Chatflow Execution Times Out

Symptom: Flow returns timeout error. Fix: Increase EXECUTION_TIMEOUT environment variable. Default is 300 seconds (5 minutes). Complex RAG pipelines with large documents may need more.

Authentication Bypass

Symptom: UI accessible without login. Fix: Ensure both FLOWISE_USERNAME and FLOWISE_PASSWORD are set. If either is empty, authentication is disabled.

Resource Requirements

  • RAM: 200-500 MB (Flowise itself is lightweight; LLM backends are separate)
  • CPU: Low
  • Disk: 1-5 GB depending on number of chatflows and stored documents

Verdict

Flowise is the easiest way to build AI chatbots and RAG pipelines without writing code. The drag-and-drop interface makes it accessible to non-developers while remaining powerful enough for complex workflows. The embeddable chat widget is a killer feature for deploying AI chatbots to websites.

Choose Flowise for no-code chatbot building. Choose Langflow if you need Python custom components and more advanced multi-agent orchestration.

Frequently Asked Questions

Does Flowise need its own LLM, or can I use OpenAI/Anthropic?

Flowise doesn’t include an LLM — it connects to external providers. You can use OpenAI, Anthropic, Ollama (local), Google AI, Azure OpenAI, HuggingFace, and dozens more. For fully local/private AI, pair Flowise with Ollama running on the same server.

Can I embed a Flowise chatbot on my website?

Yes. Every chatflow generates an embeddable script tag that you can paste into any website. The chat widget appears as a floating button that visitors can click to interact with your AI pipeline. You can customize the widget’s appearance, initial messages, and behavior.

How does Flowise compare to Langflow?

Both are visual LLM workflow builders. Flowise is built on LangChain.js (JavaScript), focuses on simplicity, and has a polished embeddable chat widget. Langflow is built on LangChain (Python), supports custom Python components, and is better for multi-agent orchestration. Choose Flowise for ease of use; choose Langflow for Python ecosystem access.

Does Flowise store conversation history?

Yes. Flowise stores chat histories in its database (SQLite or PostgreSQL).
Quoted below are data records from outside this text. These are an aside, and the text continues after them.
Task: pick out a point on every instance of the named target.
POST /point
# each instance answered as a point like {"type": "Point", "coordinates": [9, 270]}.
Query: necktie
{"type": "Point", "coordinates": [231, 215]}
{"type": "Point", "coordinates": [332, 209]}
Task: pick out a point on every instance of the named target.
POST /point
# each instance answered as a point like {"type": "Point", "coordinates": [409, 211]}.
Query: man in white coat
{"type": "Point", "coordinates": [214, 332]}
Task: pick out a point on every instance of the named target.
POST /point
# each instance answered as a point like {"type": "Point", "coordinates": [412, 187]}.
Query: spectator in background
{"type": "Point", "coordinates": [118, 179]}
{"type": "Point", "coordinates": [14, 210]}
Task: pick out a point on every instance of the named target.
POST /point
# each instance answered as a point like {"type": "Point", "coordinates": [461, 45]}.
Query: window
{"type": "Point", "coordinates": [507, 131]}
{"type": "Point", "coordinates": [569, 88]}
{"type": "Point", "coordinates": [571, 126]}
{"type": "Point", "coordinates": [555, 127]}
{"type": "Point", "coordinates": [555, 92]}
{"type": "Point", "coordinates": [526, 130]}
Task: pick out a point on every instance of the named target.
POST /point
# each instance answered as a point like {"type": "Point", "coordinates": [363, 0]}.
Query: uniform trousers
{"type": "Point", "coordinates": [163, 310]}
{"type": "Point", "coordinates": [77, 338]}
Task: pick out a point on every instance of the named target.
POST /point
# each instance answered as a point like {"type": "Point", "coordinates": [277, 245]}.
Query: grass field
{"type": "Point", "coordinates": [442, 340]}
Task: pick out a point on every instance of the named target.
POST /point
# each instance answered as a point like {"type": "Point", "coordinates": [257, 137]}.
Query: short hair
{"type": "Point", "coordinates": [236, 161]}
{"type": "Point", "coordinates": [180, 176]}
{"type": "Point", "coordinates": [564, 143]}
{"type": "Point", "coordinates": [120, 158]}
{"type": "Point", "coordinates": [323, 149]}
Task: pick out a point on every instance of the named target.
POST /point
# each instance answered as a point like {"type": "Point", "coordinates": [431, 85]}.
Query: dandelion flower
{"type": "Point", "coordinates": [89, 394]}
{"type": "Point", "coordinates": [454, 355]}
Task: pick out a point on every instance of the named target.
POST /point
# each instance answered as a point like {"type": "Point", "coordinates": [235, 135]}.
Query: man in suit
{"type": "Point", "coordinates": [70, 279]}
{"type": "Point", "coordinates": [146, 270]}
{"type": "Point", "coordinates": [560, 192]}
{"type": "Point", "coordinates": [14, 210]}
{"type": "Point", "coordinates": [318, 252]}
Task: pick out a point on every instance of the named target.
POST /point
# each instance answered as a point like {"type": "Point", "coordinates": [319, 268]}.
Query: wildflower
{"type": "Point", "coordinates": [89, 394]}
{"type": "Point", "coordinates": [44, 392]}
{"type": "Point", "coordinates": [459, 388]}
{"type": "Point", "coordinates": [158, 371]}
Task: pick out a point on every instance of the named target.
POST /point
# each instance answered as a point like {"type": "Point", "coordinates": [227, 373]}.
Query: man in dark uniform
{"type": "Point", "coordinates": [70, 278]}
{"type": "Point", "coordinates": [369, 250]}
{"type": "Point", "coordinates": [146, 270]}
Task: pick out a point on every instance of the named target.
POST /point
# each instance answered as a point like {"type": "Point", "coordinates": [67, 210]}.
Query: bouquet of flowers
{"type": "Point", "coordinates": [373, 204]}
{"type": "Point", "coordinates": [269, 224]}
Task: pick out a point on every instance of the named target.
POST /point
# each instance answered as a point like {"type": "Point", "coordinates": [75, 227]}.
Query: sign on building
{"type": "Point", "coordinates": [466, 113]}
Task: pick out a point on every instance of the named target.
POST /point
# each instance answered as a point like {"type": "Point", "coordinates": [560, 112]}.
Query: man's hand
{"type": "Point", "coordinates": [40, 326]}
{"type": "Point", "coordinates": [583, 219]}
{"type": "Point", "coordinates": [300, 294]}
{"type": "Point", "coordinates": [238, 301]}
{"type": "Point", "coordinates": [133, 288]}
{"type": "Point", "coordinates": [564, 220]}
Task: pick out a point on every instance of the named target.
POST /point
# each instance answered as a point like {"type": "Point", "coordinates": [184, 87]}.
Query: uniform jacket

You can view past conversations in the UI. For production chatbots, use PostgreSQL to avoid SQLite’s concurrency limitations.

Can Flowise connect to my own documents for RAG?

Yes. The RAG pipeline is a core feature — drag in a document loader (PDF, CSV, web scraper), connect it to a text splitter, embeddings model, and vector store (Chroma, Pinecone, Qdrant, or others). Flowise handles the ingestion, chunking, embedding, and retrieval pipeline visually.

Is Flowise suitable for production chatbots?

Yes, with the PostgreSQL configuration. The embeddable widget, API access, and webhook integrations make it viable for customer-facing chatbots. For high-traffic deployments, ensure your LLM provider can handle the request volume — Flowise itself is lightweight but the LLM backend is the bottleneck.